Het hoge maximum toerental dankt de Superquadro Mono vooral aan zijn extreem korteslag karakter. De eencilinder wortelt sterk in een bestaande V-twin van de Bolognese firma, en wel in dat van de 1299 Panigale met een cilinderinhoud van 1.285 cc. De mono leent onder meer de 116 mm zuiger, verbrandingsruimte, titanium inlaat- en stalen uitlaatkleppen, evenals de desmodromische klepbediening van het superbike-aggregaat. Deze Ducati kenmerkende klepbediening is medeverantwoordelijk voor dat opvallend hoge maximum toerental. Om tot de cilinderinhoud van 659 cc te komen, werd de slag ten opzichte van de Panigale-motor met bijna twee millimeter vergroot tot 62,4 mm, beduidend minder dan de 80 millimeter slag van de KTM LC4 eencilinder. Het maximale vermogen van 77,5 pk geeft de Ducati-eenpitter ook pas bij 9.750 toeren vrij, 1.750 toeren later dan de LC4. Keerzijde van de kortere slag is dat het maximale koppel van 63 newtonmeter (bij 8.000 tpm) duidelijk lager ligt dan dat van KTM (73,5 newtonmeter), die eerlijkheidshalve wel een iets grotere cilinderinhoud heeft. Zeventig procent van het maximale koppel staat daarbij overigens wel al vanaf drieduizend toeren tot je beschikking. Resumerend heeft de Ducati mono met 117,6 pk een 8% hoger specifiek vermogen (omgerekend naar duizend cc) dan de KTM single, maar ligt het specifieke koppel elf procent lager.

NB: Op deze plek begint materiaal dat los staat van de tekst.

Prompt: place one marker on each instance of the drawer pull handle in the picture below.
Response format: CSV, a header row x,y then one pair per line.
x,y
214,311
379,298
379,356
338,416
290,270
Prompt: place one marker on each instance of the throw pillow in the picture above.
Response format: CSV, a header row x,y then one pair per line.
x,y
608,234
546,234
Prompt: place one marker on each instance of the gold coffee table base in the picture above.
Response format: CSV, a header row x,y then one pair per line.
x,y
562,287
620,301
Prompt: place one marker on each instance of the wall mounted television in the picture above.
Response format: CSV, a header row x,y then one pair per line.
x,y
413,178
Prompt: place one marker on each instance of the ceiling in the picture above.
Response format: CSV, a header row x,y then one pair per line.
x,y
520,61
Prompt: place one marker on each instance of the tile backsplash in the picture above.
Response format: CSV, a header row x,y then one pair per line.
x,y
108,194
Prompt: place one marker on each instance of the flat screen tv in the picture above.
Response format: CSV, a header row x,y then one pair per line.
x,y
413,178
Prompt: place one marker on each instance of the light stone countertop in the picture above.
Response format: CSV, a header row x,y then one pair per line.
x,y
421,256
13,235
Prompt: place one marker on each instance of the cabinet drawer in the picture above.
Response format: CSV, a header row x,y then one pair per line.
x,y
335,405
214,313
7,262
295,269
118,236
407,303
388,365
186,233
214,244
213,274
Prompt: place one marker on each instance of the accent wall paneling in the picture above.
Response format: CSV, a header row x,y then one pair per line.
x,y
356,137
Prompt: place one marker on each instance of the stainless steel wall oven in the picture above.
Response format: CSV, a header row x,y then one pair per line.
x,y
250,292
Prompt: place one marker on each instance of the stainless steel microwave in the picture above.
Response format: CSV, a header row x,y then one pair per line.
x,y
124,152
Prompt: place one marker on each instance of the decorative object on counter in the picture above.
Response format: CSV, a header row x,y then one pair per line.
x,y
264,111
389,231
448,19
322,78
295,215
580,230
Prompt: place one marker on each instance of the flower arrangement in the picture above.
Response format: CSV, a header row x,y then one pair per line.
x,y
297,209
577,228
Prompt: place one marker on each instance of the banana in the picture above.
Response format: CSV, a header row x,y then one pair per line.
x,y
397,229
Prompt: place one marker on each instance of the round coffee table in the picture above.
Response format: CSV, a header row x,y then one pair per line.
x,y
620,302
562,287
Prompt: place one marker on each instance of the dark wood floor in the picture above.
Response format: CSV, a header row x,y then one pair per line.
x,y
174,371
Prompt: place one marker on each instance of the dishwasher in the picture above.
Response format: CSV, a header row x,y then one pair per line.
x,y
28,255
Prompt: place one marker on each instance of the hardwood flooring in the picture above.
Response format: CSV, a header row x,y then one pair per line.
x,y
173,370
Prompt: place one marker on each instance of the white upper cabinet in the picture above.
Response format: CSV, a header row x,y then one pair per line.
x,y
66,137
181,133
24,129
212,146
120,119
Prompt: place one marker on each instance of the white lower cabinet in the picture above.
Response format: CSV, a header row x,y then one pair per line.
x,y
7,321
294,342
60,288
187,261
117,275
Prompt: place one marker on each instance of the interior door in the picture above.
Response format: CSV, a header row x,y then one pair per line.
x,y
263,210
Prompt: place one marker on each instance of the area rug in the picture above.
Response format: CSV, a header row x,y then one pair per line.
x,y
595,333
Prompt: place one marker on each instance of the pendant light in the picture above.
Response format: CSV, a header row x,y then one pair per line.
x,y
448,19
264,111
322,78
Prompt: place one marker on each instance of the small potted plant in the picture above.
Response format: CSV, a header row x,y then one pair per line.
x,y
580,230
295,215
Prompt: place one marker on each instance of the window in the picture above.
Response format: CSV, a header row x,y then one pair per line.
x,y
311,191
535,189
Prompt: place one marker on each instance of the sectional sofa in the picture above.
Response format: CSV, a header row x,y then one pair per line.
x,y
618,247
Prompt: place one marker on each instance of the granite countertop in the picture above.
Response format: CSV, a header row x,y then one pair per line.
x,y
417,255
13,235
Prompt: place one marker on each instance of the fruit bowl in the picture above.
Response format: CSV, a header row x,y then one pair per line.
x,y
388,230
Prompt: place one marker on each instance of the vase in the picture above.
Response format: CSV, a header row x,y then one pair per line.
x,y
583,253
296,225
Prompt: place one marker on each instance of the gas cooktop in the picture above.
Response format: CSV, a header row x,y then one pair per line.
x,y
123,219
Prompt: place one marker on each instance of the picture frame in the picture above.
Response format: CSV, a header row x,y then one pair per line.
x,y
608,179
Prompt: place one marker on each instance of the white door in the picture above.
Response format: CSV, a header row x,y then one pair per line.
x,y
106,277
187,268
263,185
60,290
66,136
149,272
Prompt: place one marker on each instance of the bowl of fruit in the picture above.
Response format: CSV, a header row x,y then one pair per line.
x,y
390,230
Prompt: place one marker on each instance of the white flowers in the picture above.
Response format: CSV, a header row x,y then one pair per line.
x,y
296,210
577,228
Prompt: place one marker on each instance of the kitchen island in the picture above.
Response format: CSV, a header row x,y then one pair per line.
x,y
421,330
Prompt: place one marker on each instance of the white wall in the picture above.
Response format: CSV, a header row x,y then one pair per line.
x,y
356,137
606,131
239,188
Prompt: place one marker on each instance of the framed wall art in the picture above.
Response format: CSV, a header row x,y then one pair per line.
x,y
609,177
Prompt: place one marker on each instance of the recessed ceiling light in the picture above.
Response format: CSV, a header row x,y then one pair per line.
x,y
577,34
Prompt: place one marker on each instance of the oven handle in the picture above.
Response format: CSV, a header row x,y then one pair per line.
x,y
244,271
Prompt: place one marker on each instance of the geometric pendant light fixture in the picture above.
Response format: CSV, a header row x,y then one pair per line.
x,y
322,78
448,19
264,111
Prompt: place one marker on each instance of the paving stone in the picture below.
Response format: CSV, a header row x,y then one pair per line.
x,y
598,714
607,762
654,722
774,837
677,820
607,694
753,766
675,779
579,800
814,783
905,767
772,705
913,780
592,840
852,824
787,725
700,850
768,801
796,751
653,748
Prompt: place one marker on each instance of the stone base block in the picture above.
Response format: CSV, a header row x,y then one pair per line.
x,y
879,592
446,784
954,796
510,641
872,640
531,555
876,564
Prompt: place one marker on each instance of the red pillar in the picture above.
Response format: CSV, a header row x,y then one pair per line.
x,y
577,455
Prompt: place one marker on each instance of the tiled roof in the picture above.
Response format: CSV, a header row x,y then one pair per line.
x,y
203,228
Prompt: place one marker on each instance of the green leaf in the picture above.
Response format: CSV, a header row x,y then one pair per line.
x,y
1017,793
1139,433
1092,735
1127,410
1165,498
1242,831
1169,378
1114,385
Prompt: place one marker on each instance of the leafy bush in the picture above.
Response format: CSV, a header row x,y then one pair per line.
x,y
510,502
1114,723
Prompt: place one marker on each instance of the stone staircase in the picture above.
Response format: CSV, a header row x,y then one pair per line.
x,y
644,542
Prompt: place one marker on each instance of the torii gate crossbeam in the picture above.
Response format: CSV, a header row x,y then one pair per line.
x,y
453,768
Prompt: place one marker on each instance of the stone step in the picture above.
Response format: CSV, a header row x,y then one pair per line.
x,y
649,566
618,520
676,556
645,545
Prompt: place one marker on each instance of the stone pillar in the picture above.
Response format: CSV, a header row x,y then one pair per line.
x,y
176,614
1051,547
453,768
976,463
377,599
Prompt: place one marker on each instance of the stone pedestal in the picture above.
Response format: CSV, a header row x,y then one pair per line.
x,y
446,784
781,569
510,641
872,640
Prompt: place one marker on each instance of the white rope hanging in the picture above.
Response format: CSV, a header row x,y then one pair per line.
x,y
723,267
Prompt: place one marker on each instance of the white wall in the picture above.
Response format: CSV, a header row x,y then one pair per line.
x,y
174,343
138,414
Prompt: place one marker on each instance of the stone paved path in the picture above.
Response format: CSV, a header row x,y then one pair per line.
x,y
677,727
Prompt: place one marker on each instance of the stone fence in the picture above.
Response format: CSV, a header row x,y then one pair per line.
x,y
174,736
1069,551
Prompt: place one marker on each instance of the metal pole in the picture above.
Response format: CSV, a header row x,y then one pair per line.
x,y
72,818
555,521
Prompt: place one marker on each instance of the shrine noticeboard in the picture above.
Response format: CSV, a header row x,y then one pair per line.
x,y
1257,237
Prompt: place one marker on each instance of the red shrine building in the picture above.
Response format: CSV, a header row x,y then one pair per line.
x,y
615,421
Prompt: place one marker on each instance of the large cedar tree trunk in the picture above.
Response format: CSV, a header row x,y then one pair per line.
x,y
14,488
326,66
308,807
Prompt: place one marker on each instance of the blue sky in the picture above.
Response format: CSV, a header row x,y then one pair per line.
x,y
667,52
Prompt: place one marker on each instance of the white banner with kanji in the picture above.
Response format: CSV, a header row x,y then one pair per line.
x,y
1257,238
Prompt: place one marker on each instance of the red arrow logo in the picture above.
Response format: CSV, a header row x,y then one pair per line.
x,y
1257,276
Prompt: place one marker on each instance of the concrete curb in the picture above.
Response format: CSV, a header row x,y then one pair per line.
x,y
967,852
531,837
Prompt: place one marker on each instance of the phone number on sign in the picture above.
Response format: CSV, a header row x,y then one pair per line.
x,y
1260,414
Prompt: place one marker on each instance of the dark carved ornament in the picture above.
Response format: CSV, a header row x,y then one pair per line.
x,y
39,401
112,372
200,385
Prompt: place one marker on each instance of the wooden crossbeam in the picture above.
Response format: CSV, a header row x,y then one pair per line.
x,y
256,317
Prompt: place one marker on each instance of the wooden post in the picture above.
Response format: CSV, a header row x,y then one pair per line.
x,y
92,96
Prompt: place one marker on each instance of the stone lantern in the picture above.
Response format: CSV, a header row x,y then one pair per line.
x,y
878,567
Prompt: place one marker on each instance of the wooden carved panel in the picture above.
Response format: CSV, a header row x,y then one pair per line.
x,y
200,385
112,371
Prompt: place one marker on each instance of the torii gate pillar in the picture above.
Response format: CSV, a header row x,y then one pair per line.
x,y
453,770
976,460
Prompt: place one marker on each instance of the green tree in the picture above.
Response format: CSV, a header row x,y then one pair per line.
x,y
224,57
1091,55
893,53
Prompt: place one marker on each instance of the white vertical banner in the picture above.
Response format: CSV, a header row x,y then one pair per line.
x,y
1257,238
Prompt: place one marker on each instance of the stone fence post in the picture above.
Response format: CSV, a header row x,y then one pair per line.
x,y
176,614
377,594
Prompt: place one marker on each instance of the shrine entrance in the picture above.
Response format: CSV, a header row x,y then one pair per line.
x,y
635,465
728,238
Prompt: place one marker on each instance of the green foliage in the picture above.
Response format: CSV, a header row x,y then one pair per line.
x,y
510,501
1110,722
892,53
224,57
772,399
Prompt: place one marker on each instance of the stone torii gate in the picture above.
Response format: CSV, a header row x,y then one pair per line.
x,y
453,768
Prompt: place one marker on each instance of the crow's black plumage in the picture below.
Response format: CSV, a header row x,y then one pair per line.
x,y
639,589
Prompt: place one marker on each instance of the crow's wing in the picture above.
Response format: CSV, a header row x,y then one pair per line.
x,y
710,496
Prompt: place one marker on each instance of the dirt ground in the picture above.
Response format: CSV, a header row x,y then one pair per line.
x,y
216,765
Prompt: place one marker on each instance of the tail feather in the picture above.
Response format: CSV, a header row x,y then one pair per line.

Een in potentie heerlijk (hyper)actief blok kortom, dat uiteraard om een bijpassende verpakking vraagt. De Hypermotard 698 Mono komt met zijn ranke, puristische supermoto voorkomen in ieder geval volledig aan die wens tegemoet. Het naar voren aflopende lijnenspel geeft de bijzonder compact ogende Italiaan in stilstand al een heel dynamische uitstraling, waarbij de ‘Graffiti’ kleurstelling van de RVE-uitvoering het speelse karakter nog eens extra benadrukt. In directe vergelijking oogt de rode basisuitvoering wat dat betreft een beetje vlakjes, mist een stukje elan, ondanks dat ‘ie op de kleur en up/down quickshifter (standaard op de RVE, optioneel voor de standaardversie) na identiek is aan de RVE.

Ook het rijwielgedeelte van de Mono, met aan de basis een Ducati kenmerkend stalen vakwerkframe, is gericht op een levendige rijdynamiek. Getuige met name de bijzonder korte wielbasis van 1.443 millimeter. Met respectievelijk 63,9° en 108 millimeter zijn balhoofdhoek en naloop niet echt extreem namelijk. Aan de voorzijde wordt de Hypermotard 698 afgeveerd door een middels stelknoppen bovenop de vorkpoten volledige instelbare Ø 45 mm Marzocchi upside-down vork, achter regeert een eveneens volledig instelbare Sachs schokdemper. Met 215 millimeter voor en 240 millimeter achter bieden beide componenten riante veerwegen met ruime reserves.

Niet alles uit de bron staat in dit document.